While this will present an obvious challenge for shipowners, the greater burden will be on land for the fuel supply chain.
Alcohol, biomethane, and ammonia are the leading candidates to be the industry's choice as the carbon neutral fuel of the future, the study finds.
It also concludes there is no clear winner among the three from a cost perspective, which at the moment puts them all looking equally expensive.
In contrast, the additional CAPEX needed to build or modify vessels to use those fuels will be relatively small.

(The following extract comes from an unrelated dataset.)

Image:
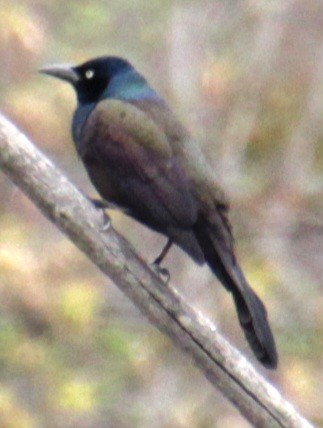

"The additional price to build a ship with new fuel tanks, modified engines and fuel supply systems is a very small element of the total cost of operation, as the additional CAPEX cost is divided over the lifetime of the ship but given the potential impact of future fuel prices on operating costs, shipowners must invest in flexibility – for example, designing a ship which can run on one fuel today and later be retrofitted to run on an alternate fuel," said Katharine Palmer, LR global head of sustainability.
However big of a task this will be for shipowners, LR says it will be dwarfed by the challenges of getting the right fuel ready and the necessary supporting infrastructure on land.
“The main challenge is not at sea but on land,” said Søren Toft, Maersk Chief Operating Officer.
"Technology changes inside the vessels are minor when compared to the massive innovative solutions and fuel transformation that must be found to produce and distribute sustainable energy sources on a global scale. We need to have a commercially viable carbon neutral vessel in service 11 years from now."